Moving along these directions, one of two things can happen: 1) The same tangent directions work always, and we get a plane of dimension d-(k+1)r with k constant normal directions. This is a slight generalization of a property Gowers assumes above. Or, 2) at some blue point the previous tangent direction now contains a red point. In this case, this blue point now has at least (k+1) normal directions, and applying the above result, we can continue from here along a new d-(k+2)r dimensional plane with (k+1) fixed normal directions. Repeating the above, case 2) can only happen a finite number of times, namely, until we reach a blue point with r (mutually perpendicular) normal directions, i.e. a point with maximum sensitivity. In particular, any point of maximum sensitivity must belong to a d-(r+1)r dimensional plane, where every point in the plane has maximum sensitivity, the same color, and the same normal directions.

Now build on Gowers’ idea. Consider the possible maximum-sensitivity planes reachable from each of the d blue points on coordinate axes. Note that by construction, the plane(s) associated to the ith coordinate axis have constant ith coordinate (b/c there’s a normal in that direction always). Each max-sensitivity plane has at most 2r normal directions, and each contains the normal direction from the original coordinate axis, so there must be are at least d/2r such max-sensitivity planes.

I think we might be able to push through the other side of the inequality with at least a polynomial bound but I need to go to sleep now and I’m thinking there’s a good chance some or all of the above is wrong..

To be continued..
Ian Says:
Comment #85 July 30th, 2010 at 10:53 pm
I reworded my previous ideas more cleanly and better typeset on the Math Overflow site:
http://mathoverflow.net/questions/31482/the-sensitivity-of-2-colorings-of-the-d-dimensional-integer-lattice/33971#33971
anon Says:
Comment #86 August 9th, 2010 at 1:23 pm
Scott … the overall post and the idea seems somewhat taken from a paper you recently reviewed for a journal ?
Scott Says:
Comment #87 August 9th, 2010 at 5:33 pm
anon #86: I truly, honestly have no clue what you’re talking about. I didn’t recently review any paper having anything to do with s vs. bs.
michael Says:
Comment #88 August 10th, 2010 at 8:17 pm
I hope you don’t mind frivolous comments on this impressive blog. I want to point out a nice link to a different Philomath concept: the Philomath Frolic and Rodeo –
http://www.philomathrodeo.org/
Andris Says:
Comment #89 August 13th, 2010 at 8:38 am
Tracy (#78):

we do not have such an example for even s at the moment.

Regarding the maximizing example, it’s non-unique.
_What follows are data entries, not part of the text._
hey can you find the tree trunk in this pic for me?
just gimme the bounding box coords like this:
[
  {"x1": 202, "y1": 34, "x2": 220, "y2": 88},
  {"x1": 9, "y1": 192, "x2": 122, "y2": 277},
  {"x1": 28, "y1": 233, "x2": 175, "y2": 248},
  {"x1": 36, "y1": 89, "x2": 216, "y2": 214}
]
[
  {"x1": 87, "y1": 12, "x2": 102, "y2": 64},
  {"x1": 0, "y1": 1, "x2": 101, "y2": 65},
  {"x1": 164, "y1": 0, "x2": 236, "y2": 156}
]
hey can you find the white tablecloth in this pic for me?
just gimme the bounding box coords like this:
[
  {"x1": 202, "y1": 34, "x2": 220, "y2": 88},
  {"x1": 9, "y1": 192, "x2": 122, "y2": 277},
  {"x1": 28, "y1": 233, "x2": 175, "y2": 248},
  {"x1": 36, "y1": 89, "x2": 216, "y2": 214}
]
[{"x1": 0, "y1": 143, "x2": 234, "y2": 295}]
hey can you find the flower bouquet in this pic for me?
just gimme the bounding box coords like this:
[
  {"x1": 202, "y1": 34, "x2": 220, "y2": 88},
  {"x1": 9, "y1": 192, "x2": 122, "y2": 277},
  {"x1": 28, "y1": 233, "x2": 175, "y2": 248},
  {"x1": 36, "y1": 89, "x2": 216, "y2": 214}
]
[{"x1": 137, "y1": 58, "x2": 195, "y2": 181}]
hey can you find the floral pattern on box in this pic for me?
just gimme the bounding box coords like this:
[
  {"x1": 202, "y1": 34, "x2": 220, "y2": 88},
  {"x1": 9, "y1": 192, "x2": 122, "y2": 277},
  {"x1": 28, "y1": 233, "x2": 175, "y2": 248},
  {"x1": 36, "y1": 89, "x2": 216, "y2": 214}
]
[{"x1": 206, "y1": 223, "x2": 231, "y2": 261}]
Another function that achieves s=3, bs=6 is as follows:
– Denote the variables as x_0, x_1, x_2, y_0, y_1, y_2, z_0, z_1, z_2.
– If there is an i such that x_i\neq y_i and x_{(i+1) mod 3}=y_{i+1}, let f=(y_i+y_{(i+1) mod 3}+z_i) mod 2. (If such i exists, it is unique because we either have only one i:x_i=y_i or only one i:x_i\neq y_i.)
– Otherwise, let f=(x_0+x_1+x_2) mod 2.

We do not know if there are more functions or not. The drawback of using a SAT solver is that it outputs one solution to the SAT instance, not all solutions. Madars tried several different SAT solvers. One of them gave the modified Rubinstein function, the other gave the function above.